Here to talk about all this are two journalists who don't pull their punches. Robert Kuttner is an economist who helped create and now co-edits the progressive magazine THE AMERICAN PROSPECT, and the author of the book OBAMA'S CHALLENGE, among others.

Also with me is Matt Taibbi, who covers politics for ROLLING STONE magazine where he is a contributing editor. He's made a name for himself writing in a no-holds-barred, often profane, but always informative and stimulating style that gets under the skin of the powerful. His most recent article is "Obama's Big Sellout," about the President's team of economic advisers and their Wall Street connections. It's been burning up the blogosphere. Welcome to both of you.

BILL MOYERS: Let's start with some news. Some of the big insurance companies, Well Point, Cigna, United Health, all surged to a 52 week high in their share prices this week when it was clear there'd be no public option in the health care bill going through Congress right now. What does that tell you, Matt?

MATT TAIBBI: Well, I think what most people should take away from this is that the massive subsidies for health insurance companies have been preserved while it's also expanded their customer base because there's an individual mandate in the bill that's going to provide all these companies with the, you know, 25 or 30 million new people who are going to be paying for health insurance. So, it's, obviously, a huge boon to that industry. And I think Wall Street correctly read what the health care effort is all about.

ROBERT KUTTNER: Rahm Emanuel, the President's Chief of Staff, was Bill Clinton's Political Director. And Rahm Emanuel's take away from Bill Clinton's failure to get health insurance passed was 'don't get on the wrong side of the insurance companies.' So their strategy was cut a deal with the insurance companies, the drug industry going in. And the deal was, we're not going to attack your customer base, we're going to subsidize a new customer base. And that script was pre-cooked so it's not surprising that this is what comes out the other side. ...

paul oman
12-22-2009, 07:12 PM
The mistake is to think the rep (and most Americans) are anti reform. They just don't want this massive version 1.0 bill. Could - should be done step by step. Like a bill controlling tort reform, or addressing pre-existing conditions.

BrianW
12-22-2009, 08:05 PM
BILL MOYERS: Welcome to the Journal...

Also with me is Matt Taibbi... ...His most recent article is "Obama's Big Sellout," about the President's team of economic advisers and their Wall Street connections. It's been burning up the blogosphere.

...

Didn't we have a thread on Matts interview???

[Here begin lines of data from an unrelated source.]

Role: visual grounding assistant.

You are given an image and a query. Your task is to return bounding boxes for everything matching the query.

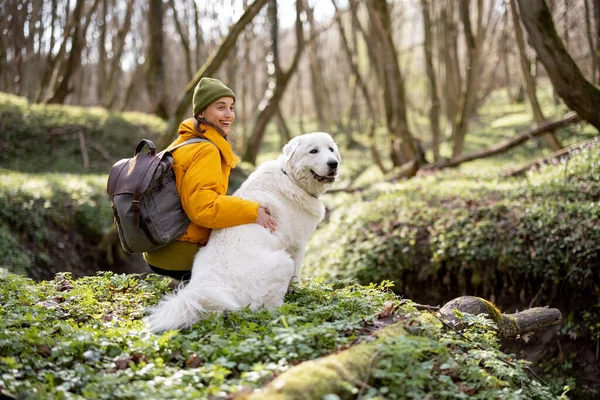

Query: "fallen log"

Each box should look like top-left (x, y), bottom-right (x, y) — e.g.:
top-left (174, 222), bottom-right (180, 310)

top-left (421, 113), bottom-right (581, 170)
top-left (505, 136), bottom-right (600, 177)
top-left (440, 296), bottom-right (562, 339)
top-left (241, 296), bottom-right (561, 400)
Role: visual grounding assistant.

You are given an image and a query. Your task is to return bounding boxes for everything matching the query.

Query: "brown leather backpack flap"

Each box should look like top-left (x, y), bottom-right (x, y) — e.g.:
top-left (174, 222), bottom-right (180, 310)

top-left (107, 153), bottom-right (164, 196)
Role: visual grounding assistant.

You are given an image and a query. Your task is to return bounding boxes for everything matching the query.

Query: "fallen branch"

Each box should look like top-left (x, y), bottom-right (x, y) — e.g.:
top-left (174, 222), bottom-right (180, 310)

top-left (241, 296), bottom-right (561, 400)
top-left (505, 136), bottom-right (600, 177)
top-left (440, 296), bottom-right (562, 339)
top-left (421, 113), bottom-right (581, 170)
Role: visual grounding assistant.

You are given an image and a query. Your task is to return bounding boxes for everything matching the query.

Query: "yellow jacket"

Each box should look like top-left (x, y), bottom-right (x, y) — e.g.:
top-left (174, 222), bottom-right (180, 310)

top-left (169, 118), bottom-right (259, 244)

Pretty sure it died a quick death here in the Bilge. :D

BrianW
12-22-2009, 08:07 PM
Heath Care reform, 15 years and counting...

http://img.photobucket.com/albums/v136/BrianW/HillaryCare1994.jpg

:D

JBreeze
12-22-2009, 08:57 PM
Didn't we have a thread on Matts interview???

Pretty sure it died a quick death here in the Bilge. :D

I can't find the thread, but I'm sure you're right.

Hey, Matt called Government Sachs a vampire squid - that makes him O.K. in my book:D

2MeterTroll
12-22-2009, 09:32 PM
jesus jumping up and down! we said what moyer said months ago. after some of us got our glasses on and actually read the stupid thing. 0 hour and moron moyer finally says something, big whip. Ho ra mainstream media to the rescue.